By Casey C. Sullivan, Esq. on April 18, 2016 | Last updated on March 21, 2019

When it comes to patents and intellectual property, the techies down in Silicon Valley often repeat a familiar mantra: patents are anticompetitive, anti-innovation, just plain bad. But that simplistic outlook was challenged, a bit, in a recent talk by Ted Ullyot, former general counsel for Facebook.

In a presentation entitled "Innovation, Disruption and Intellectual Property: A View From Silicon Valley," Ullyot told students and professors at Marquette Law School that the relationship between technological innovation and intellectual property law was slightly more complicated than typical dogma allows.

The Anticompetitive Patent

"The relationship between intellectual property law and today's Silicon Valley innovators and technologists is complicated," Ullyot told Marquette Law last week, according to Marquette Wire, the university's student newspaper.

"Technological advancement is more likely to grow from sharing and collaborations rather than buying the exclusive rights in the paradigm of intellectual property rights," the paper reports him saying. "The fundamental purpose of IP law, after all, is to promote innovation."

As Facebook's first GC, Ullyot oversaw the social networking company's patent battle with Yahoo. On the eve of Facebook's IPO, Yahoo sued the company, claiming Mark Zuckerberg et al. had violated 10 of its patents regarding Internet advertising. It was the first major legal dispute between social media companies.

That move, Ullyot argued, alienated Yahoo from the greater tech community, which rallied around Facebook and the "freedom to innovate." (Yahoo's suit was later settled, resulting in greater integrating of Facebook products in Yahoo content, but no cash payout from Facebook.)

Beyond Silicon Valley Groupthink

But Ullyot, we hope, is smart enough to not buy fully into the standard anti-IP worldview prevailing in Silicon Valley. After all, the tech industry was founded on exclusive intellectual property, whether it's Intel's computer chip technology or Apple's iPhone patent. In these first few months of 2016, Facebook itself has already applied for more than 200 patents.

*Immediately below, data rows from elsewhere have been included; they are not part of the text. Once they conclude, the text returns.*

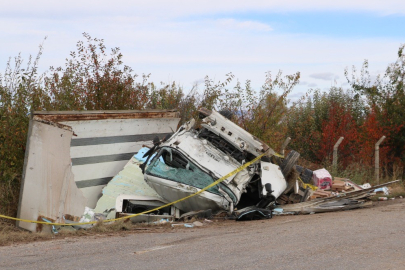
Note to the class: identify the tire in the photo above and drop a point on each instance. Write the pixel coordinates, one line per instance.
(289, 162)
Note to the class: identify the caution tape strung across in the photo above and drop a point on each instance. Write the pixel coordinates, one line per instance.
(244, 166)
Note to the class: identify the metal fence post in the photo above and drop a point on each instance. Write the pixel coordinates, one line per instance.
(377, 159)
(286, 142)
(334, 162)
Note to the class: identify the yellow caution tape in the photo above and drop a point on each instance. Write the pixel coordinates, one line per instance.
(304, 185)
(244, 166)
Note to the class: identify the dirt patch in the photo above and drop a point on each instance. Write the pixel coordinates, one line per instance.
(10, 235)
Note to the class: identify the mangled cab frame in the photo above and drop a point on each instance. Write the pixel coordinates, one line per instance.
(191, 159)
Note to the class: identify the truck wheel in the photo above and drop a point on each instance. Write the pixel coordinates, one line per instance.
(289, 162)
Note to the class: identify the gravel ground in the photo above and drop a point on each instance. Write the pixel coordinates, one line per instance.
(370, 238)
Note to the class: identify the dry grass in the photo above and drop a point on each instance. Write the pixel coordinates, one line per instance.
(10, 234)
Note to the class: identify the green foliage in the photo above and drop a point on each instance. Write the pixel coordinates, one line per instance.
(386, 98)
(94, 78)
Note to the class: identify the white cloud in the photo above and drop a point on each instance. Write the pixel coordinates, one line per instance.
(244, 25)
(174, 8)
(170, 40)
(326, 76)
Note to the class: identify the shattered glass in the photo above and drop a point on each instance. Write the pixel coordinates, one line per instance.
(176, 168)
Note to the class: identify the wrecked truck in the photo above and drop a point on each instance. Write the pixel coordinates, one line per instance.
(192, 158)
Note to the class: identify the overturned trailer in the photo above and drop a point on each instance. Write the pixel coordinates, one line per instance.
(71, 156)
(191, 159)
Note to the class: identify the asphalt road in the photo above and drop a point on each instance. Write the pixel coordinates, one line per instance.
(371, 238)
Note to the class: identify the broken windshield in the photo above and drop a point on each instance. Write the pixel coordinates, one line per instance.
(171, 165)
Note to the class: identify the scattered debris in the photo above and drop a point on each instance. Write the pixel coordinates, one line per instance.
(134, 177)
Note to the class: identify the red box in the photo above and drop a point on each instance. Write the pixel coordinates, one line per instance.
(322, 179)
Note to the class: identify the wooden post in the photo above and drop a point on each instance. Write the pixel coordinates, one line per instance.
(377, 160)
(286, 142)
(334, 162)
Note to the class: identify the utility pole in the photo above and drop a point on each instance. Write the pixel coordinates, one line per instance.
(286, 142)
(334, 162)
(377, 160)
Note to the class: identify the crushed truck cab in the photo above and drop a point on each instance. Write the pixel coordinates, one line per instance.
(191, 159)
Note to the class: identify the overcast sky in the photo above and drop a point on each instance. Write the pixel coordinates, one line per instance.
(186, 40)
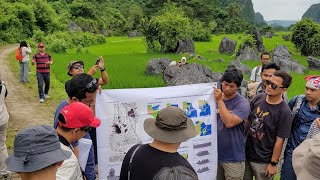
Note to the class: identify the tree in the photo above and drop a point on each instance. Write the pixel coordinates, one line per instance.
(169, 26)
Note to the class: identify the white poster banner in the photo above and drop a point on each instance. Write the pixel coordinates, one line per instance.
(123, 111)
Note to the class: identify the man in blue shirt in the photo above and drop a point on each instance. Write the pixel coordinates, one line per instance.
(233, 111)
(307, 113)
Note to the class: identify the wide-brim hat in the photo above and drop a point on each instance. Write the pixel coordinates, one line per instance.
(36, 148)
(36, 162)
(71, 64)
(170, 126)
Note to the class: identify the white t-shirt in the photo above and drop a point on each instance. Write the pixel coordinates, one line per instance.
(70, 168)
(256, 76)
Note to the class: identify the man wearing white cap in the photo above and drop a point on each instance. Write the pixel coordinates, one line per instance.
(307, 113)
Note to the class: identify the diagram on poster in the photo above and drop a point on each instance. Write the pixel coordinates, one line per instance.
(123, 112)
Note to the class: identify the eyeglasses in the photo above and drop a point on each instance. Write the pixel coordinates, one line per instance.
(77, 66)
(91, 86)
(86, 129)
(273, 86)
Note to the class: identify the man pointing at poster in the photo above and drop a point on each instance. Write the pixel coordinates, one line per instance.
(233, 111)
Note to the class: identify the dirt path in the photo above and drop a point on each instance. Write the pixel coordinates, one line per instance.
(22, 102)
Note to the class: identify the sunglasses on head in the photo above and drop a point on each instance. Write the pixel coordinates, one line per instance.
(77, 66)
(93, 85)
(273, 86)
(86, 129)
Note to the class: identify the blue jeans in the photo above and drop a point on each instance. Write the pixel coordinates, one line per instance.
(24, 71)
(287, 172)
(43, 77)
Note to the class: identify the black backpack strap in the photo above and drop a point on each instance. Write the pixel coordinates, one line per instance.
(130, 162)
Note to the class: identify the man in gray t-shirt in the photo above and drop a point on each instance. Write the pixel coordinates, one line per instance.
(268, 125)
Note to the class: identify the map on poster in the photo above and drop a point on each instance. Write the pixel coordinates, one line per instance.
(123, 111)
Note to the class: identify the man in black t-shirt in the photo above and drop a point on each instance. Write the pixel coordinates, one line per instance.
(169, 129)
(269, 123)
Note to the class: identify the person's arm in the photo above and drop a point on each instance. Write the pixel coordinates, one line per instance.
(229, 120)
(277, 149)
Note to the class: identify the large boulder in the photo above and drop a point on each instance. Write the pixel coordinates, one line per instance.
(313, 63)
(184, 46)
(282, 57)
(227, 45)
(156, 66)
(243, 68)
(247, 53)
(188, 74)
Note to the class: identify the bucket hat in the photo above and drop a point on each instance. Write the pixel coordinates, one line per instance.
(306, 159)
(170, 126)
(36, 148)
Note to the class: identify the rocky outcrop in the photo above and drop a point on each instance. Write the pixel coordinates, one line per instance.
(227, 45)
(248, 53)
(282, 57)
(156, 66)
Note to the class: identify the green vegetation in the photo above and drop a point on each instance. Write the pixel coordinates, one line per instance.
(126, 60)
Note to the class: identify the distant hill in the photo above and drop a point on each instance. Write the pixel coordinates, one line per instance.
(283, 23)
(313, 12)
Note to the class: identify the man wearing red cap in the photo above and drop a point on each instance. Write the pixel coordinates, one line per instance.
(74, 121)
(43, 61)
(307, 108)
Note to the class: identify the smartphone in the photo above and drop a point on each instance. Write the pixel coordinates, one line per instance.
(97, 62)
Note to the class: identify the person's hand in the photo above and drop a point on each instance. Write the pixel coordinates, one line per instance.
(217, 93)
(93, 70)
(271, 170)
(101, 63)
(318, 122)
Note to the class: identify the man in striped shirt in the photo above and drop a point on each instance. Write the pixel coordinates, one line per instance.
(43, 61)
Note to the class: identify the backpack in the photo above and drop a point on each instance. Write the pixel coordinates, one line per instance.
(19, 56)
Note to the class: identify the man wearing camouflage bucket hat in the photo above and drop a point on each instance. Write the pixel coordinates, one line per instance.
(168, 129)
(37, 153)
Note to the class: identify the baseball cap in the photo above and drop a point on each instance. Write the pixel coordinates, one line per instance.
(36, 148)
(170, 126)
(41, 45)
(77, 115)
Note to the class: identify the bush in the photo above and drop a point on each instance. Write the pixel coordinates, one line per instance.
(200, 32)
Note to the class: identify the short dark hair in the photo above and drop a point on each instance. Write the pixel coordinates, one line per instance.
(264, 53)
(76, 87)
(232, 75)
(286, 77)
(270, 65)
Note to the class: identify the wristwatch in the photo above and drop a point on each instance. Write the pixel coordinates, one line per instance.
(273, 163)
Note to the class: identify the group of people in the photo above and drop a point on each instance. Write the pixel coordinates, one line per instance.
(251, 131)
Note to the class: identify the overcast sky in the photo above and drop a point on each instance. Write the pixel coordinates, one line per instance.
(282, 9)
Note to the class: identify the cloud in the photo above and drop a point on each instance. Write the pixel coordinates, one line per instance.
(282, 9)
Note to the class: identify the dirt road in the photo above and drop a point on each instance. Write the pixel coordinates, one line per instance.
(22, 103)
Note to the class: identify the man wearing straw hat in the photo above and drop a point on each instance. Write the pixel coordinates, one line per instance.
(169, 129)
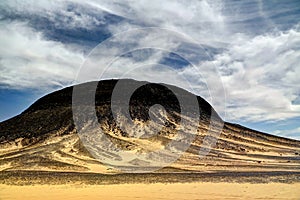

Indeed, the importance of protecting intellectual property is spreading well beyond Silicon Valley. Automakers, those dinosaurs from the industrial Midwest, now hold more patents for self-driving cars than tech companies do. Even the financial industry, who had largely shied away from public patents, is now jumping into the IP game -- all in an attempt to "beat Silicon Valley at its own game," according to a recent report by Bloomberg.

After all, patents can be both a sword and a shield -- and more companies outside of the tech world are getting in to that arms race.